Restent les questions «morales», comme le mariage pour tous ou «identitaires». Mais, même là, où est la différence? Il y a de plus en plus de rhétorique identitaire du côté socialiste, sous couvert de «défense de la laïcité» et, même à droite, il y a des partisans du mariage pour tous.
RT France : Reste-il une «vraie gauche» et une «vraie droite» en France ?
Jean Bricmont : Il n'y a sûrement pas de vraie gauche, le «front de gauche» étant totalement marginal et empêtré dans ses contradictions: il veut continuer à adhérer à l'Union européenne alors que celle-ci interdit toute politique économique alternative au néo-libéralisme.
Et sur les questions sécuritaires et identitaires, il faut bien constater que la droite suit le FN et que le PS suit la droite.
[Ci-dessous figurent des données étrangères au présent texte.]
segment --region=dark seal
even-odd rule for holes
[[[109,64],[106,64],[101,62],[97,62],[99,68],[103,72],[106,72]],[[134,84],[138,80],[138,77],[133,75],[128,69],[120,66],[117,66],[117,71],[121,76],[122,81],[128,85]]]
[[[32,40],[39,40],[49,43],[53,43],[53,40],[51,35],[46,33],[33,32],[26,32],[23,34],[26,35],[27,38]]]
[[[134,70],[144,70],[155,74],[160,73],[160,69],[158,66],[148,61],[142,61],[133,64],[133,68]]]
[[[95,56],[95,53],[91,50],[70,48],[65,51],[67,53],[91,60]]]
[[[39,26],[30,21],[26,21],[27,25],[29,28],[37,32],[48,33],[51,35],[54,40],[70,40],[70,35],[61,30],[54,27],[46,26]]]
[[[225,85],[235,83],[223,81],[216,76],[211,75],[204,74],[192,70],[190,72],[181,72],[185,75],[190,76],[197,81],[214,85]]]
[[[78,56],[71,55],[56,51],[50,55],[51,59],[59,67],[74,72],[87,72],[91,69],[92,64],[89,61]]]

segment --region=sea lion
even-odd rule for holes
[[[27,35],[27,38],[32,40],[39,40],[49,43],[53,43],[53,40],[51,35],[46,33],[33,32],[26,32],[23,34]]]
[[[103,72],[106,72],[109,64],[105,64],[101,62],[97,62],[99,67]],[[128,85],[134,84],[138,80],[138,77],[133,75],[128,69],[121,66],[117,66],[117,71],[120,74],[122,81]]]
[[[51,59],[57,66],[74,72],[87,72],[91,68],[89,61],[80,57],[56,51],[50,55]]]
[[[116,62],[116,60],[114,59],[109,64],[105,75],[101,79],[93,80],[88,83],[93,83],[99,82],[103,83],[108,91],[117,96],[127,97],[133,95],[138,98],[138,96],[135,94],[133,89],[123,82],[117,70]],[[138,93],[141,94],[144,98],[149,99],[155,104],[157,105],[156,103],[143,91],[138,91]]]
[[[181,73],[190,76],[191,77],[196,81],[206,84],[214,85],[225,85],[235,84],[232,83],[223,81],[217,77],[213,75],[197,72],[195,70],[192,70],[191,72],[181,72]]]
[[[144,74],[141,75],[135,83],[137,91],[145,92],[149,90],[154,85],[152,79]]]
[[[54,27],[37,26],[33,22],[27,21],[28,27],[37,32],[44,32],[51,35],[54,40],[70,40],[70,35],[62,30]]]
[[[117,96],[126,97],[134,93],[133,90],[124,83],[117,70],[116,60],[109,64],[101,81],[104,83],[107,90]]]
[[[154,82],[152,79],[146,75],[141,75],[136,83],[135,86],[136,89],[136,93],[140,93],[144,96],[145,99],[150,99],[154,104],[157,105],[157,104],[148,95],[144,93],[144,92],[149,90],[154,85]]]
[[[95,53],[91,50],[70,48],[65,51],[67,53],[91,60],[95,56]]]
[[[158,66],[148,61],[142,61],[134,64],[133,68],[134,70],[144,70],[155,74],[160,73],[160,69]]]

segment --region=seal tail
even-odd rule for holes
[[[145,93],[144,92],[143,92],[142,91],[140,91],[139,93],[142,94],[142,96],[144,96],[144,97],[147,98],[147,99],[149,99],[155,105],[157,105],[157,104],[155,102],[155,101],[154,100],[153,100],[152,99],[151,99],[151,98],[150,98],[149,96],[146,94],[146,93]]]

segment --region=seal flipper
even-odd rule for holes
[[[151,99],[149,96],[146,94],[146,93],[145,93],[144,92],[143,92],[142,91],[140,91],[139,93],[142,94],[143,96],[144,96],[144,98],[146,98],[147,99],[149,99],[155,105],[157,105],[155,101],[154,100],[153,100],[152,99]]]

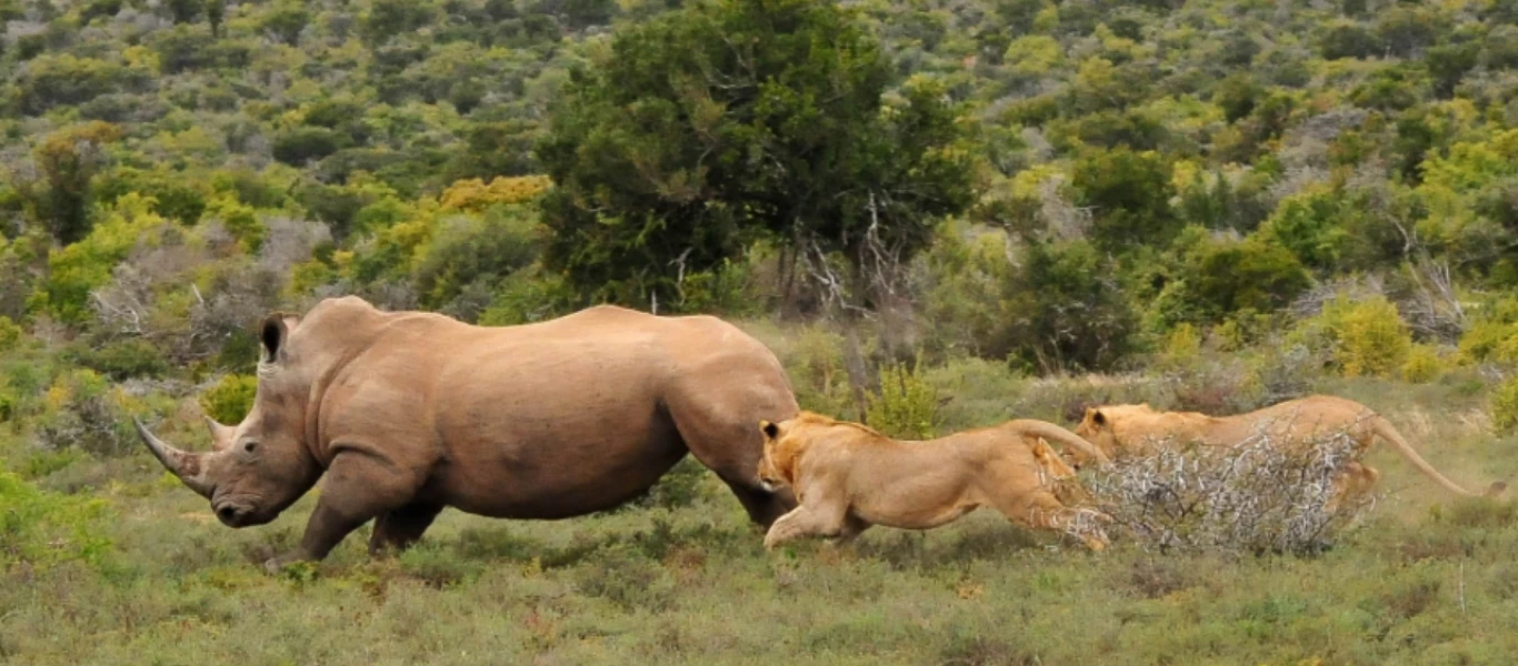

Bref, tout le spectre politique dérive de plus en plus à droite.
La plus grande erreur de la gauche, à l'époque de Mitterrand, a été d'abandonner la souveraineté de la France au profit de la construction européenne. En effet, comme il n'y a pas réellement de peuple européen, il n'y a pas de démocratie européenne. Donc, cette construction se résume à deux choses: un grand marché et un transfert de pouvoir à une bureaucratie non élue, la commission européenne. Le grand marché empêche toute mesure protectionniste et expose les travailleurs français à la concurrence de pays à bas salaires, et la bureaucratie, qui elle-même se protège très bien, n'a comme seule réponse à tous les problèmes que: plus d'ouverture, plus de concurrence, plus de flexibilité!
Evidemment, il est impossible de faire une politique économique de gauche dans des circonstances pareilles.
Reste à la gauche les réformes sociétales, comme le mariage pour tous, qui ont l'avantage, de son point de vue, d'irriter une partie de la droite traditionaliste et donc de permettre une mobilisation de son électorat qu'on effraye en agitant «la montée de la réaction».
Restent aussi les discours identitaires et moraux. Une première remarque est que, si l'on était réellement laïque, l'Etat devrait s'abstenir de tels discours comme il est supposé s'abstenir de discours religieux. Ce n'est pas à l'Etat de dire aux gens à quelle identité ils doivent se rattacher, quelles valeurs ils doivent vénérer, ni quelle mémoire ils doivent entretenir.
Mais plus personne n'est laïc dans ce sens. La gauche a essayé de se donner une raison d'être, après avoir capitulé sur la question économique, en adoptant un discours sur les «valeurs», féministes antiracistes etc. Ces discours conviennent parfaitement à une élite intellectuelle qui se donne ainsi un supplément d'âme, mais laissent indifférents la plupart des gens qui cherchent à survivre face au marché mondialisé. La droite, y compris le FN, tient face à cela un discours identitaire bien plus gratifiant pour la majorité de la population. Après tout, il est plus agréable d'être fier d'être français que d'être honteux d'être raciste. Traditionnellement, la gauche dénonçait comme mystificateur le discours sur les valeurs et se concentrait sur les structures socio-économiques. Mais depuis Mitterrand, elle a fait exactement l'inverse-elle commence à en payer le prix et celui-ci sera élevé.
RT France : Pourquoi l’arrivée du FN au pouvoir fait-il autant peur aux élites politico-médiatiques ?
Jean Bricmont : Pour deux raisons: d'abord il tient un discours différent et donne l'impression qu'il existe une alternative aux politiques actuelles. Mais, contrairement à la «gauche de gauche», le FN est au moins relativement cohérent en soulevant le problème de la construction européenne. Ceci dit, je doute fort que si, par impossible, il arrivait à vaincre le front républicain et accédait au pouvoir, il serait capable de mettre en place une politique alternative.
La deuxième raison tient à la diabolisation pendant de nombreuses années du FN. Cette diabolisation permet aux partis au pouvoir de se légitimer, à cause de la soi-disant nécessité de faire barrage au fascisme. Mais si le FN arrivait au pouvoir, cela nuirait gravement à l'image de la France en Europe et ailleurs, vu que cette lutte imaginaire contre le fascisme est partagée par toutes les élites européennes et mondiales.